For a few months now I have been rattling on about sonification. So this is an explanation of how it works, with drawings.
For this example I am going to sonify a pub table, because it was where I was sat when I apparently first explained it properly to someone.
Here is a table. A coin is rolling across it. I want to sonify this. I don’t want to listen to the sound it makes rolling along the table, because that doesn’t tell me much about it. I want to make a new sound that tells me all about the coin’s motion. A sound that contains more information that just listening to the coin or just watching it can tell me. So I measure the coins motion:
I’ve just chosen speed, number of turns and end position here, but I could also have used lots of other variables such as type of coin (material), weight, value and so on.
On the table there is also an ashtray, with a half-smoked fag in it. Because this is also on the table and I want to sonify the table, I do the same sort of measurements on the cigarette.

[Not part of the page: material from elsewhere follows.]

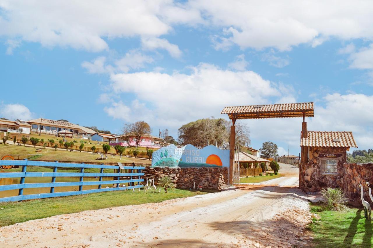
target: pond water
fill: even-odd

And then I notice an odd-looking insect, so that gets its data recorded too.
So now I have three sets of three numbers. I could go on. I could also record the leaf blowing over the table and the elbows resting on it and the pint of beer gently bubbling on it. But I’m going to stop for now because I want to explain how the numbers become something you can hear.
To “hear” the data we can map physical properties (The Data) to audible properties (The Sound) in pretty much any way we choose. For a physicist, an obvious way to do this might be to map speed to pitch. I think this is obvious for a physicist because both of these things are measured “per second” (pitch or frequency is measured in Hertz, which means vibrations per second). But we don’t have to do the obvious, we can map any physical property to any audible property.

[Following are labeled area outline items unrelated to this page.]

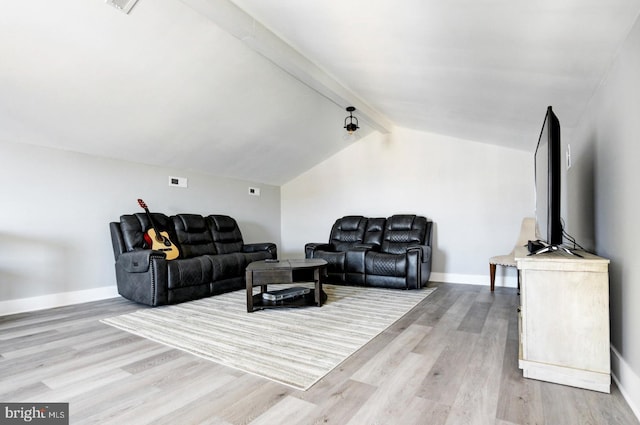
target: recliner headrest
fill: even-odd
[[[178,214],[175,216],[184,230],[189,233],[199,233],[207,230],[207,223],[203,216],[199,214]]]
[[[387,229],[389,230],[411,230],[413,221],[416,216],[414,214],[398,214],[392,215],[387,220]]]
[[[236,221],[228,215],[210,215],[209,218],[219,232],[231,232],[238,227]]]
[[[358,230],[360,222],[364,220],[361,215],[347,215],[340,219],[340,230],[353,231]]]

In this example I’m going to map speed to the pitch of the note, length/postion to the duration of the note and number of turns/legs/puffs to the loudness of the note.
Now I have to choose starting positions and ranges. When I do this I have to consider that:
I want the sound to be audible, which limits the range of pitch to something like 20 – 000 Hz for humans, but I’ll play safe and keep it between 100 Hz and 1000 Hz for now. Very high-pitched sounds aren’t very pleasant after all. I’m going to limit the duration range to between 0.1 and 10 seconds, because it seems reasonable that we would be able to hear 10 different notes per second. (In fact, humans can distinguish about 50 notes per second. Here is a nice article on hearing if you are interested.)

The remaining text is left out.